24. The Terminator is your new governor.


----------



## tshadowchaser (Mar 9, 2004)

Man oh Man do I remember (almost) those days in Calif.


----------



## Gary Crawford (Mar 9, 2004)

I wish I could forget them!I left there in 77 but moved back in 85.After a couple of months there,I was driving home from work and saw four guys beating the crap out of one guy and it didn't occure to me what I saw until I got home.I left the next day!


----------



## Zepp (Mar 9, 2004)

Home sweet home!


----------



## Ian the Great (Mar 2, 2013)

Haha most of these are so true, regardless of where you are in California. Some days I wonder why I ever moved back to Cali.


----------



## Big Don (Mar 3, 2013)

#18 Is completely unfair. The farmers whine all the time, rain or shine.


----------



## James Kovacich (Mar 4, 2013)

Haters...they talk, talk, talk but when the times are good, they flock here. They take our jobs and take their money and buy homes in their home states. I understand the dollar value there but the BS that goes along with it too? On Saturday nite live they have a skit about CA, I think Malibu. It's BS, leading people to think we are really like that. Oh well, free speech, take the bitter with the sweet. 

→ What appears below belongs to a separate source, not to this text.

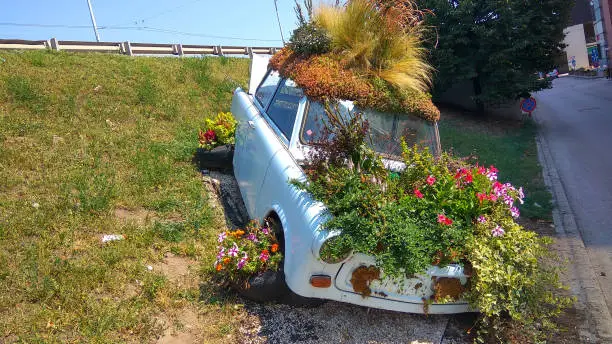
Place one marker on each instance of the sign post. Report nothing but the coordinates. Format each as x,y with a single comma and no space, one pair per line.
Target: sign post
528,105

Sent from my DROID3 using Tapatalk 2


----------



## Steve (Mar 4, 2013)

James Kovacich said:


> Haters...they talk, talk, talk but when the times are good, they flock here. They take our jobs and take their money and buy homes in their home states. I understand the dollar value there but the BS that goes along with it too? On Saturday nite live they have a skit about CA, I think Malibu. It's BS, leading people to think we are really like that. Oh well, free speech, take the bitter with the sweet.
> 
> Sent from my DROID3 using Tapatalk 2


the Californians...  that's the skit from SNL and it's hilarious.  I have coworkers down in Cali, and it's so funny whey they talk.  "Dude.  Just take the 101 down to 10 and over to 5."  They describe in great detail how they arrived


----------



## James Kovacich (Mar 4, 2013)

Steve said:


> the Californians...  that's the skit from SNL and it's hilarious.  I have coworkers down in Cali, and it's so funny whey they talk.  "Dude.  Just take the 101 down to 10 and over to 5."  They describe in great detail how they arrived



Yea, it is funny.

Sent from my DROID3 using Tapatalk 2


----------